Fu Bingchang’s Diaries as told by University of Lincoln academic Dr Yee Wah Foo

Dr Fu Bingchang was the Republic of China’s Ambassador to the U.S.S.R between 1943-1949. He was also the late grandfather of Chinese Liberal Democrat Co-Chair, Dr Yee Wah Foo, an academic at the University of Lincoln.

Radio 4 recently interviewed Yee Wah about her research into the diaries left by her famous grandfather.

As Yee Wah commented in the radio interview, the diaries “tell the story of China’s emergence onto the diplomatic stage as the Second World War ended, and a colder kind of warfare began”.Grandfather Fu helped to professionalise China’s diplomatic service and managed to cement China’s place as a great power.It culminated significantly in the signing of the Moscow Treaty in 1943 by the four allies of the Second World War: Foreign Minister Hull for the US, Molotov for the USSR, Eden for the UK and Dr Fu Bingchang, Ambassador, for the Republic of China.

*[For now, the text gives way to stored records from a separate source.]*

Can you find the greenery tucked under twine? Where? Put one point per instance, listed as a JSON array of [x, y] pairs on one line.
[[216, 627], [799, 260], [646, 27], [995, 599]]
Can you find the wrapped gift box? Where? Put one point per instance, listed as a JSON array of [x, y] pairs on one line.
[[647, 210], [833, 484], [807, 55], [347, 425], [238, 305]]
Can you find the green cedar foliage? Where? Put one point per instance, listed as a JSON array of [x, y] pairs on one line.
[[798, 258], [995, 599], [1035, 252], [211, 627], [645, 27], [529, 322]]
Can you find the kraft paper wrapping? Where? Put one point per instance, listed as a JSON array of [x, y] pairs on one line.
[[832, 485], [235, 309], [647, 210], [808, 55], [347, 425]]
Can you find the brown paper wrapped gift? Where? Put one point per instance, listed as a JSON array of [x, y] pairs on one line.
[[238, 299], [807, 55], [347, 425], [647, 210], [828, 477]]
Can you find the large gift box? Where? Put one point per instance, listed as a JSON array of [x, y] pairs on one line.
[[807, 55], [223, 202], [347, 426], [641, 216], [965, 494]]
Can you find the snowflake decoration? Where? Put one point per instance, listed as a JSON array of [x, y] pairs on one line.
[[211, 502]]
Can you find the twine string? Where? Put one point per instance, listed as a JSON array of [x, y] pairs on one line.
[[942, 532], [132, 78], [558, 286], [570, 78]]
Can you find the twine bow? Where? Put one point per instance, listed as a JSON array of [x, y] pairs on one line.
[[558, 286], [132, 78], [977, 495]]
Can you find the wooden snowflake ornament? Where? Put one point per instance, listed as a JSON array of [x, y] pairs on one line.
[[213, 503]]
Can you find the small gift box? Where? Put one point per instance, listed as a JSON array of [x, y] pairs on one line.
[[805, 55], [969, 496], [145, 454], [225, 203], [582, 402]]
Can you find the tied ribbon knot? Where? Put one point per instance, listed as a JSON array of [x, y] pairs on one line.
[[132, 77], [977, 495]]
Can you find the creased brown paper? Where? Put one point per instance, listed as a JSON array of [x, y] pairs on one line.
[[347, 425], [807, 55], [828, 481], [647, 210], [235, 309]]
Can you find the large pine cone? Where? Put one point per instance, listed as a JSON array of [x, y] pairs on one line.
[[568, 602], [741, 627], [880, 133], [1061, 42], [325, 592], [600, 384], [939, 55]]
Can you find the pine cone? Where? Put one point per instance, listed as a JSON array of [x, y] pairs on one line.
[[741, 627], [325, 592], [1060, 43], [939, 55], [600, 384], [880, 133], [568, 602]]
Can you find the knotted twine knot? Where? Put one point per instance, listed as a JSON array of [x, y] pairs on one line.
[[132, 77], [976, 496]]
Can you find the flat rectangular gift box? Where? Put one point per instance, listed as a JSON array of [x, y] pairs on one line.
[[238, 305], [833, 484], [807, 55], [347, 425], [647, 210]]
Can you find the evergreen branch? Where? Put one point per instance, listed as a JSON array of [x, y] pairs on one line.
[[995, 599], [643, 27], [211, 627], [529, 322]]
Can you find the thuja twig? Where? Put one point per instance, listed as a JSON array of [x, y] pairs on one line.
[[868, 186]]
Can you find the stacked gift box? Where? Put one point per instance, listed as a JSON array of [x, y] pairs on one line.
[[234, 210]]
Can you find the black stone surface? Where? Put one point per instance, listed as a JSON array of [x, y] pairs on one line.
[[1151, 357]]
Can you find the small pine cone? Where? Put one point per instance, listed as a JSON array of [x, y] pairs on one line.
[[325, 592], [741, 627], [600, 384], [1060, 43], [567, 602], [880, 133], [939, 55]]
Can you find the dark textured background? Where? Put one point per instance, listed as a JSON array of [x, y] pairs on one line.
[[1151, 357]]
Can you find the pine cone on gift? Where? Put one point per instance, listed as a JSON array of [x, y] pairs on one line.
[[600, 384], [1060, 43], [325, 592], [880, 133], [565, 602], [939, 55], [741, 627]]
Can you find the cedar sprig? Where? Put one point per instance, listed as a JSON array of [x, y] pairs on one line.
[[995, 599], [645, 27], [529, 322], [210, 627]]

There were snippets of other interviews too such as with Johnny Foo, father of Yee Wah, who had described his own father as an old-style Confucian gentleman, “not too aggressive or too passive about anything”. Whilst other historians and academics lauded him as a “highly educated, cultured man with a wide range of interests” and a “skilled negotiator.”